68.11. ¿No es bello? ¿No es bueno Dios? Deja que te invite a la alegría. Dios te ama; su amor es eterno.
La fuerza de Dios se ve glorificada en la transformación de nuestra debilidad. Los seres humanos que viven hacia fuera se desmoronan y caen, mientras que los que viven hacia dentro, nacen y crecen en sabiduría ante los ojos de los hombres, que no pueden reconocerlo. Tampoco nos podemos reconocer nosotros. No podemos reconocernos a nosotros mismos en la imagen de Dios formada en nosotros, porque no tenemos ojos para verle. Sin embargo adivinamos su presencia en el misterio que sólo se revela a los pequeños, mientras realmente lo seamos.
Advertimos su mirada puesta en nosotros cuando nuestras almas surgen a la vida momentáneamente al contacto de su Dedo.

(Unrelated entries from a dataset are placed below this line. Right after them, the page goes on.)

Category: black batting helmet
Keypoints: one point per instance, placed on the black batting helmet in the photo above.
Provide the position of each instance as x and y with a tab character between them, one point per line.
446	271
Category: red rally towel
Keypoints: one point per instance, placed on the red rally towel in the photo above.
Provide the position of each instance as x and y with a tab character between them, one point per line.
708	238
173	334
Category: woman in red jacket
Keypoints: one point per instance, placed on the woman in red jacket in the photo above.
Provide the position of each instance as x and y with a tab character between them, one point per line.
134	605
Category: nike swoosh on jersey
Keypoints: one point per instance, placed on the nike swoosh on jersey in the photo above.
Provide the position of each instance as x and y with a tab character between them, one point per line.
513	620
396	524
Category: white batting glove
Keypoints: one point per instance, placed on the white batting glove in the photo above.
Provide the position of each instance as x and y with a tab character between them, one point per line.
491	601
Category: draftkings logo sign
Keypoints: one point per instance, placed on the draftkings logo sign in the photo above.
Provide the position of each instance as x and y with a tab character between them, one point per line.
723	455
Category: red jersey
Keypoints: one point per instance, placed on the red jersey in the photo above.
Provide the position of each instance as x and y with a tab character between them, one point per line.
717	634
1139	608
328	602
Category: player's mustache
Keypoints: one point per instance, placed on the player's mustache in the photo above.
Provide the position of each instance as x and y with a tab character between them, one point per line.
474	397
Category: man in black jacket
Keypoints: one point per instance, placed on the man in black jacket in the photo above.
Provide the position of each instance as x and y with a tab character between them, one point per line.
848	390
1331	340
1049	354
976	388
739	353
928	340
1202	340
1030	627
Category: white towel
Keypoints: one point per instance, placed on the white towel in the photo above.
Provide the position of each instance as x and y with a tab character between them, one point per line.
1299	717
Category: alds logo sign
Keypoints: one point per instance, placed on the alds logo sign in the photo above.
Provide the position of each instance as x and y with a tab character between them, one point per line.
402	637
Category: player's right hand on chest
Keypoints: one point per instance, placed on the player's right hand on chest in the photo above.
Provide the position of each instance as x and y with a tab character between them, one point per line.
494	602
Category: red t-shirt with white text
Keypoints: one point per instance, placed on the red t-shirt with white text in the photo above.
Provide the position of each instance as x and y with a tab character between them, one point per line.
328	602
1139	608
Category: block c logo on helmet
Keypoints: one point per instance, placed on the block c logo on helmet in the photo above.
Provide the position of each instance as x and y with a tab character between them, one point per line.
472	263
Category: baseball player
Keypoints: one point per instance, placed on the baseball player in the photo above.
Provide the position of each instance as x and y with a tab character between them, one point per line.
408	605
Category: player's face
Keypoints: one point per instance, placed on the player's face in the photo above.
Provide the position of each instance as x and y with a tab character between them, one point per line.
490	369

Es bueno, muy bueno Dios, al darnos a los Ángeles como compañeros de camino que nos ayudan a despertar y a fijar nuestra mirada en aquella selva tan bella, tan árida y tan llena de frutos como la selva de la compasión. Es ahí, en ese desierto donde la tierra sedienta ofrece cursos de agua y donde los pobres lo poseen todo.